Member of the Wisconsin Senate from the 29th district
- In office January 2, 1865 – January 7, 1867
- Preceded by: Charles S. Kelsey
- Succeeded by: Henry G. Webb

Register of Deeds of Green Lake County, Wisconsin
- In office May 12, 1858 – January 1, 1865
- Preceded by: Position established
- Succeeded by: Clark A. Millard

Register of Deeds of Marquette County, Wisconsin
- In office January 1, 1857 – May 12, 1858
- Preceded by: J. E. Millard
- Succeeded by: Lorenzo Padgham

Personal details
- Born: May 23, 1818 Minden, New York, U.S.
- Died: March 31, 1868 (aged 49) St. Marie, Wisconsin, U.S.
- Cause of death: Tuberculosis
- Resting place: Oakwood Cemetery, Berlin, Wisconsin
- Party: Republican; Natl. Union (1860s); Whig (before 1854);
- Spouse: Sarah Jeannette DeForest ​ ​(m. 1849⁠–⁠1868)​
- Children: Ella M. Elwood; ^{(b. 1853; died 1858)}; Eugene Cornelius Elwood; ^{(b. 1854; died 1957)}; Eva J. Elwood; ^{(b. 1856; died 1862)}; Dewitt Elwood; ^{(b. 1868; died 1952)};
- Occupation: Farmer

= G. DeWitt Elwood =

19th century American politician

Gasharee DeWitt Elwood (May 23, 1818 – March 31, 1868) was an American educator, Republican politician, and Wisconsin pioneer. He was a member of the Wisconsin Senate, representing the 29th Senate district during the 1865 and 1866 legislative sessions. In historical documents, his last name is sometimes spelled Ellwood. His given names were generally always abbreviated as G. DeWitt or G. DeW.

==Biography==
G. DeWitt Elwood was born May 23, 1818, at Minden, New York. His father died when he was only about two years old. He was raised working on the family farm with his mother and siblings, attended the common schools, and when he was able began earning money as a teacher.

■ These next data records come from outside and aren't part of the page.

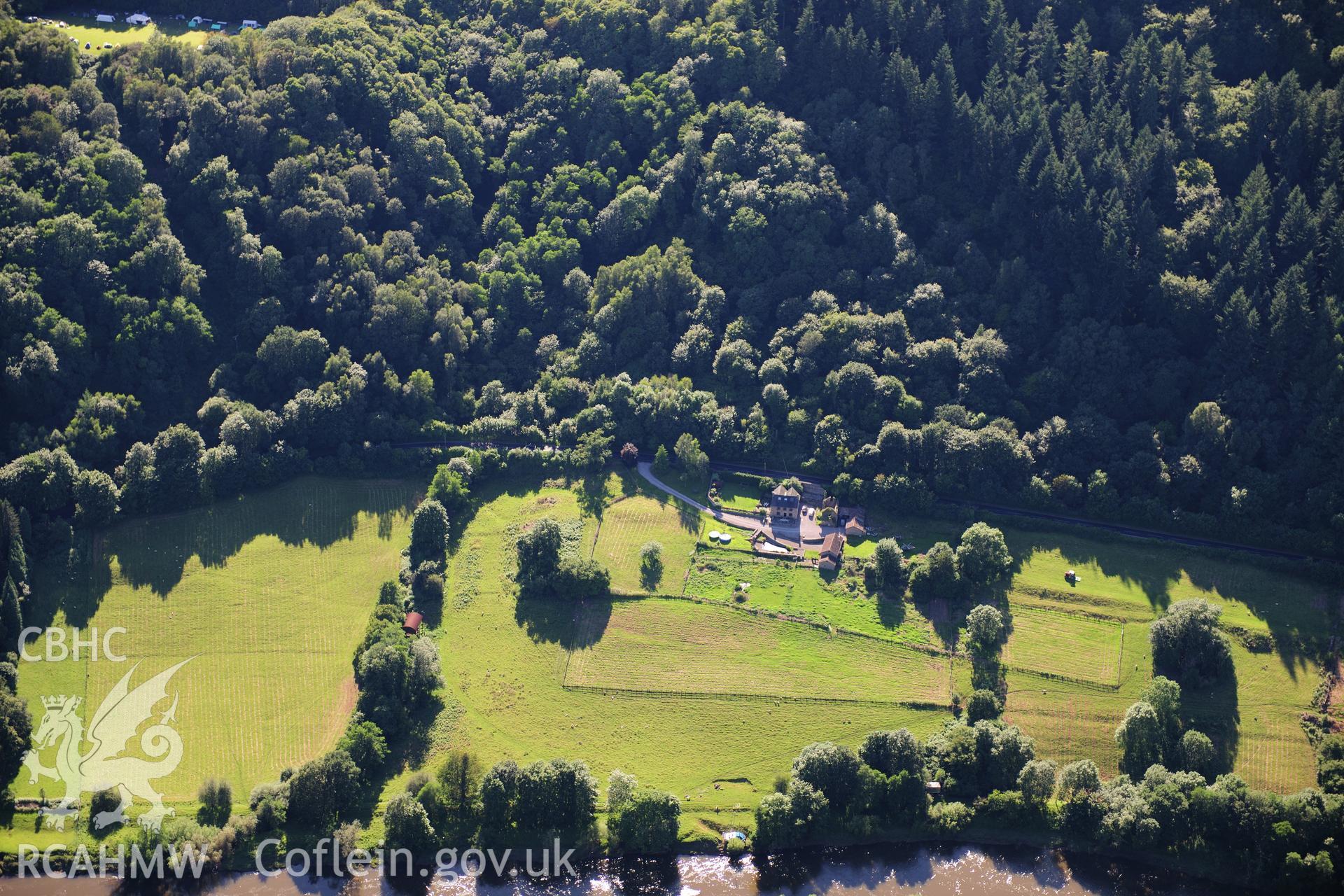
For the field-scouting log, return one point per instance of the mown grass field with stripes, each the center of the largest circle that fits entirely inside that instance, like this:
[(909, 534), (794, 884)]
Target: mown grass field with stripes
[(640, 516), (1066, 645), (265, 597), (270, 593), (679, 647)]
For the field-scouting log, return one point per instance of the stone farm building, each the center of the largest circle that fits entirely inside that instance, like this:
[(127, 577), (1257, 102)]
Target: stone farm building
[(832, 551), (785, 503)]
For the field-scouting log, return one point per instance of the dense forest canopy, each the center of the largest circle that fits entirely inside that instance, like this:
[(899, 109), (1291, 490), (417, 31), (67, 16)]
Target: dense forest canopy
[(1077, 255)]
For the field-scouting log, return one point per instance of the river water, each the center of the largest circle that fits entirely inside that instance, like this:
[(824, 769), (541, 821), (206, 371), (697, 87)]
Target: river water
[(895, 871)]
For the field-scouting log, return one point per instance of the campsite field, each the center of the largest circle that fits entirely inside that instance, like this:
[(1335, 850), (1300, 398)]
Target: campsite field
[(86, 30), (504, 666), (676, 647), (696, 694), (257, 594), (792, 590)]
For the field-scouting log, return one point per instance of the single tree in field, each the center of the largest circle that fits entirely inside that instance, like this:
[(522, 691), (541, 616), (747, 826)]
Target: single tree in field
[(1079, 777), (984, 629), (651, 564), (983, 704), (831, 769), (983, 556), (449, 488), (620, 788), (892, 751), (1140, 738), (217, 802), (890, 566), (539, 554), (429, 532), (936, 575), (407, 827), (1187, 644), (1196, 754), (1163, 695), (690, 456), (1037, 780), (647, 824)]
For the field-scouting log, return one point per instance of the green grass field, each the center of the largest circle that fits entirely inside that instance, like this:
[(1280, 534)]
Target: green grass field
[(1060, 644), (676, 647), (734, 495), (504, 681), (86, 30), (788, 589), (647, 514), (267, 597), (269, 594)]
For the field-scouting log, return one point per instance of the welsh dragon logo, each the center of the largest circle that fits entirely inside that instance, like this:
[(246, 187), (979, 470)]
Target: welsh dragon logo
[(104, 766)]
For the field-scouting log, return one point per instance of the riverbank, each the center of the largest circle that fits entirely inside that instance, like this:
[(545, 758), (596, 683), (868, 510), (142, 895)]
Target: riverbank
[(927, 869)]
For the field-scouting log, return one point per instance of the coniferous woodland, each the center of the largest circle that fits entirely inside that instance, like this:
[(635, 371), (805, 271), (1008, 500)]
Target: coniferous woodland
[(1082, 257)]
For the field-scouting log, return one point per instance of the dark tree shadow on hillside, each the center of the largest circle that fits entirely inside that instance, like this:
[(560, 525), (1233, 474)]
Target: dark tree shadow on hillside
[(942, 615), (153, 552), (1214, 710), (570, 625), (651, 575), (891, 612), (594, 495), (1154, 567)]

He used his earnings to pay for his admission to the Cazenovia Seminary and Fairfield Academy, but had to quit before his final year due to severe inflammation in his eyes. Instead he returned to work as a teacher, supplementing his income as a farm laborer.

In September 1849, he came west to Wisconsin. Unlike many early settlers, Elwood stated that his main reason for migrating was to seek a better climate for his health. He arrived at the port of Milwaukee and quickly settled at what is now the town of St. Marie, Green Lake County, Wisconsin. At the time, the area was still part of Marquette County. After arriving in Wisconsin, Elwood again worked as a teacher. Elwood was motivated by the cause of education and was also active in the temperance movement, establishing one of the first temperance clubs in central Wisconsin.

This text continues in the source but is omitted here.